On its 1961 Geneva Show debut the E-Type caused a sensation, with all the promise of its looks confirmed by independent road test results that not only recorded a 150mph top speed, but also 0-60mph and 0-l00mph in 6.9 and 16.2 seconds respectively; fast indeed, and the match of any exotic thoroughbred then available, combined with superb road-holding and remarkable docility.
One of the greatest post-war sports cars, Jaguar’s E-Type made immediate headlines on its launch in March 1961. Here was a sleek and beautiful 150mph car with a competition pedigree that could be bought for just over €2,000 almost half the cost of an Aston Martin or Ferrari.
A direct descendant of the XK120 and competition C and D-Type models that so dominated fifties sports car racing, the E-Type shared its 265bhp 3.8 litre twin-cam straight-six engine with the XK150 ‘S’, mated to a Moss four-speed gearbox with synchromesh on the top three ratios. Beneath the William Lyons/Malcolm Sayer-styled body, available in either closed or roadster form, the steel monocoque chassis sported all-independent suspension and four-wheel disc brakes, mounted inboard at the back.
Sold new to Germany through Peter Linder, famous for having the Linder-Knocker Low Drag Coupe built this matching numbers flat floor roadster was sold new to Gunter Groner. The car was then sold to a US serviceman John Hogen who bought it from him and took it with him back to Minnesota. Hogen then traded the car for some specialist farm equipment, and that owner sold the car to the last now retired surgeon owner in the 1980’s. The car changed hands in May 1990 to Dr Paul Delong in Lowa before being repatriated back to European shores.

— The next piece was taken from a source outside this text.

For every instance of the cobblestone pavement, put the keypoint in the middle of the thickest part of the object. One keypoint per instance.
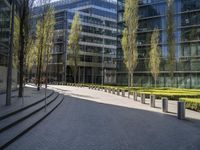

Supplied with its original special purpose built Knockoffs, and fitted with a very rare early steering wheel it displays 69,000 km which is believed to be correct. Copies of the paperwork are on file and the car is offered with UK V5 registration.
The subject of much recent work by UK specialists, this wonderful restored etype has had much recent expenditure. This includes a mechanical engine and gearbox rebuild, new suspension and braking systems and is reported to drive very well indeed. Bodily the car was subject to a repaint and is presented in excellent overall condition. These models are rare at the best of times, let alone one that has been restored to this standard.